HOW TO APPROACH WATER PUMP PROBLEMS

identify measurements given in the equation
1. most often given side length of tank and density
2. IT IS COMMON THAT GRAVITY IS THE FORCE OF ACCELERATION AND IS EXPECTED TO REMAIN AS THE VARIABLE “g”
Calculate the force exerted by the water, taking into account the flow rate and density of the fluid.
1. W= Force x distance
2. F= mass x acceleration
3. F= Density x volume x acceleration
  1. use mass = density x volume, where volume can be expressed as flow rate multiplied by time. This will allow us to determine the total weight of the water contributing to the force.
Work= density x volume x acceleration x distance
1. be sure that you know the shape of the tank! this is important and necessary for calculation the volume
2. PROFESSOR LOVES TO USE CONES
  1. the volume of a cone is $\frac{\pi r^3}{4}$
Determine the height the water needs to be pumped and any friction losses in the system.
1. use variable depictions like $\Delta x$ and $x_{i}$
Integrate the final work equation to find total work in Joules
1. final answer should still have $\pi$ and g

Lecture 15: sequences

Sequences are lists of numbers like

a1, a2, a3, …, an

HOW TO TELL IF THE SEQUENCE CONVERGES OR DIVERGES

To determine if a sequence converges or diverges, we can use several tests, including the Limit Test, where we calculate the limit of the sequence as n approaches infinity. If the limit exists and equals a finite number, the sequence converges. If the limit is infinite or does not exist, the sequence diverges.

EXAMPLES)

(-1, 1, -1, 1, -1, 1, …)

this series oscillates and therefore diverges

(1, 1/2, 1/3, 1/4, …)

This series has an increasing denominator as it grows closer to infinity, therefore this series converges to 0

ABSOLUTE CONVERGENCE THEOREM

$\lim_{n\rightarrow\infty}\left\vert a_{n}\right\vert=0$

then

$\lim_{n\rightarrow\infty}a_{n}=0$

This theorem establishes that if the limit of the absolute values of the series terms approaches zero, then the series itself converges to zero, thereby confirming the conditions required for absolute convergence.

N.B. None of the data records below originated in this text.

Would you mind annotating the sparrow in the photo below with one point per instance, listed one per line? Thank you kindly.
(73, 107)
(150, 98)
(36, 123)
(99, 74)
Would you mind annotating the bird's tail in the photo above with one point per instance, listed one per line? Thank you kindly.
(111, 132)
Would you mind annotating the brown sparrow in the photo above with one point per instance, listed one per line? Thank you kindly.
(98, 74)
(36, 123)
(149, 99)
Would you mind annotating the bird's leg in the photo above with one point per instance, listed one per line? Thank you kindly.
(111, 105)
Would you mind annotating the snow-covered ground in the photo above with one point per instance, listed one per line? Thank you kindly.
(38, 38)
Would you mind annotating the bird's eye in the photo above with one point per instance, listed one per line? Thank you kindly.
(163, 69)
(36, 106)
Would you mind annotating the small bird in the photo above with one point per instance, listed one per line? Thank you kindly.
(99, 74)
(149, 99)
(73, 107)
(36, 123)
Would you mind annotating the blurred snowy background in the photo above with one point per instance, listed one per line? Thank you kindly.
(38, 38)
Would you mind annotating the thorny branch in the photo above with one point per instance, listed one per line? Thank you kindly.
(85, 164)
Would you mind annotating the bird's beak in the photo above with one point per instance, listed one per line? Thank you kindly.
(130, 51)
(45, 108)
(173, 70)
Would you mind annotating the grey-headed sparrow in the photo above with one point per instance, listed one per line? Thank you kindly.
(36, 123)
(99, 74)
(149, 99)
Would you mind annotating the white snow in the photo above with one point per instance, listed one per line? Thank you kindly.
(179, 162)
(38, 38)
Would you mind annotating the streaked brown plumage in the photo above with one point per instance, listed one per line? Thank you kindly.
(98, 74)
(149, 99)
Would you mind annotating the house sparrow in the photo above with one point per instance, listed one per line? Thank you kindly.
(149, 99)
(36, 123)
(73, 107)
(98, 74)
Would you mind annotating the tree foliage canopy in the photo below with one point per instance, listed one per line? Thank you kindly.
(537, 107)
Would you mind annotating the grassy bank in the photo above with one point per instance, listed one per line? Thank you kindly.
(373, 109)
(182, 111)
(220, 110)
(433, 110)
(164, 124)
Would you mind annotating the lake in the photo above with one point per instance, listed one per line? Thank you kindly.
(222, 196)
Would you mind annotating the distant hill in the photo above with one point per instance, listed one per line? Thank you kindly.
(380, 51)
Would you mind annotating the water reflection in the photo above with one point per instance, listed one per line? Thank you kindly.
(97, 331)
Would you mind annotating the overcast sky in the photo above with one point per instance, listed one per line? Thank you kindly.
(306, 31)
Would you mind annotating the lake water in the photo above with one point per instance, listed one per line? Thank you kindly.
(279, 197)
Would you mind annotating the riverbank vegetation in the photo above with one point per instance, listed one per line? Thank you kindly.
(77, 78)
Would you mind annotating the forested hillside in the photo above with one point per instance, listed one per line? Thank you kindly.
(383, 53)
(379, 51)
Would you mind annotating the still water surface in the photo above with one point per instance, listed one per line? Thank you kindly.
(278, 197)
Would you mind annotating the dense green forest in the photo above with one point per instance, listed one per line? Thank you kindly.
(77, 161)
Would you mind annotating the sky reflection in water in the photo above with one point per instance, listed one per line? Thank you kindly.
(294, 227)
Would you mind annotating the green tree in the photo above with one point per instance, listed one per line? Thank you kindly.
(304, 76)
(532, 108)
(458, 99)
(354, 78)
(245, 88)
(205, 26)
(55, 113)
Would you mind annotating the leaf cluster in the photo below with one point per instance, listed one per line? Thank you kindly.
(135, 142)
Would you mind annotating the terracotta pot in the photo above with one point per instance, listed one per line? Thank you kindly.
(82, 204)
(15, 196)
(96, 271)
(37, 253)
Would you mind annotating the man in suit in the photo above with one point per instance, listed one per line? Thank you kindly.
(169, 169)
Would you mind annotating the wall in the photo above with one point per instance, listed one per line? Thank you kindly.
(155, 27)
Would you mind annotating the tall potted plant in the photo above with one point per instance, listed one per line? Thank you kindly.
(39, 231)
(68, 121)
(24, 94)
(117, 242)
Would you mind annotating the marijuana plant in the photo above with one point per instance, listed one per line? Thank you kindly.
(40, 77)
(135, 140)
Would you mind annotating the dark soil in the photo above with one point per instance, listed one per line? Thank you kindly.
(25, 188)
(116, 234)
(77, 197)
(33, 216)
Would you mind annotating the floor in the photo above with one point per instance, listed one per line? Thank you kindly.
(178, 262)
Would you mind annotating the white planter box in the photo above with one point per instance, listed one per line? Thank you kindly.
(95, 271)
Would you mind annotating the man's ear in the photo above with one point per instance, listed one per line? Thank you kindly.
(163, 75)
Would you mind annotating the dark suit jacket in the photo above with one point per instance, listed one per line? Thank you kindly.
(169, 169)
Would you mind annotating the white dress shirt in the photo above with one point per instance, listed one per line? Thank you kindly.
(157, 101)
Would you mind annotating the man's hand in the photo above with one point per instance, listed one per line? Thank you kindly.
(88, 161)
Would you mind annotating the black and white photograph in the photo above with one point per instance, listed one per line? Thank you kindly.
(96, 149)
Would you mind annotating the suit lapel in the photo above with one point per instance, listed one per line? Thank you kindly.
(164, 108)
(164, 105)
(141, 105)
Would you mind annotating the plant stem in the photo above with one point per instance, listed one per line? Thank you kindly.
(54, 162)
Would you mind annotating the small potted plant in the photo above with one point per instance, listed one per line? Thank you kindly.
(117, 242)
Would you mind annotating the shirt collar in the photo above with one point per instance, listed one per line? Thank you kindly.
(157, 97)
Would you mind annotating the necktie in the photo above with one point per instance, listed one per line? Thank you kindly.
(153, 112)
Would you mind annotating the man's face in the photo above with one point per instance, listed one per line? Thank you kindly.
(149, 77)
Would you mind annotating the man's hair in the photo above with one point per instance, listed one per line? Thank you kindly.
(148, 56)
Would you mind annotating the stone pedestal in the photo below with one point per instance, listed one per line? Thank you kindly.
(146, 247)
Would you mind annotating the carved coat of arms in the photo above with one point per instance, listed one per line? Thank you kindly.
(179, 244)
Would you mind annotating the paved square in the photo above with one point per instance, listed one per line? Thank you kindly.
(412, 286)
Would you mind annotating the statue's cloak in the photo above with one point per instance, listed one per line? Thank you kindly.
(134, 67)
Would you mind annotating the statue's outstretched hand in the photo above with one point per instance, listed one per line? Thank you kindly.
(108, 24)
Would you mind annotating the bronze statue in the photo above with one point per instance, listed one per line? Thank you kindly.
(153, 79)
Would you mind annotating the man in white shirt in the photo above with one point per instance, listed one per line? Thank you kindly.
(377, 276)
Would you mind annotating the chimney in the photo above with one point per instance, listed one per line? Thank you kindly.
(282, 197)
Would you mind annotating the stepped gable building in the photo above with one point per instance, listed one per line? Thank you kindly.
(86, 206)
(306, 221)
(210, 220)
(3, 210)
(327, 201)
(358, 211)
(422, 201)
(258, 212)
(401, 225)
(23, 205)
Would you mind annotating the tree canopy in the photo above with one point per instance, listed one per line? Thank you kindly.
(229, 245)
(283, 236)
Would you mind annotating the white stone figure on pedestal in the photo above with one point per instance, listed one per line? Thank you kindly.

THIS IS NECESSARY FOR SERIES THAT SEEM TO OSCILLATE, meaning they bounce back and forth from negative to positive

Lecture 16: Series

SN= a1+a2+ … +an

This is the same as

$\Sigma\left(a_{n}\right)=\Sigma\left(n\right)$

Partial sums

the addition of the an and all of the prior an sums
S5= a1+a2+a3+a4+a5

Partial sums tend to cancel to show final SN equation

manipulate the SN to allow for cancellations, but make sure to end with a SN on the left and a new equation on the right
plug the new equation in the summation, then test its limit approaching infinity
- this will show a new form allowing for convergence to be found in a simpler manner

REMEMBER: a series is the sum of an infinite list of numbers

you can not have a series without a sequence
series uses summation notation, sequences use brackets and commas

TEST FOR DIVERGENCE

If the limit of the sequence does not approach zero, the series diverges.

important to note that infinity is not 0, so even though it feels wrong it works

BUT

if the series approaches 0 the test does not apply, THIS DOES NOT MEAN IT CONVERGES, it simply can not be shown through the TFD

this requires further tests

Lecture 17: Summing series

Geometric series!!!!

$\Sigma a\left(r\right)^{n}$

r is the common ratio

Series converges if…

\left\vert r\right\vert<1

Series diverges if…

$\left\vert r\right\vert\ge1$

If the series converges, it converges to

$\frac{a\cdot r^{c}}{1-2}$

the numerator represents the first term!

TO TURN A SERIES INTO A GEOMETRIC FORM

undistributed exponents
pull the a value out of the fraction if unaffected by n exponent
multiply by fraction equal to one
- this removes the possibility of n-1 in the exponent

WHEN USING THE RULES OF A GEOMETRIC SERIES, MUST SAY THE SERIES CONVERGES BY THE GEOMETRIC SERIES TEST

Telescoping series!!!

$\Sigma\left(b_{n}-b_{n+1}\right)$ converges if $\lim_{n\to\infty}S_{N}$

*this equation shows that the values are cancelling in pairs

add up all of the partial sums, ending with n=N

This sum is the values of $S_{N}$

*the limit might diverge. this could be due to oscillation from a trig function

IMPORTANT: might need to use partial fractions in order to put a series into telescoping form

Lecture 18: integral Test

To determine convergence, remember to apply the integral test appropriately, ensuring that the function meets the criteria for monotonicity and continuity.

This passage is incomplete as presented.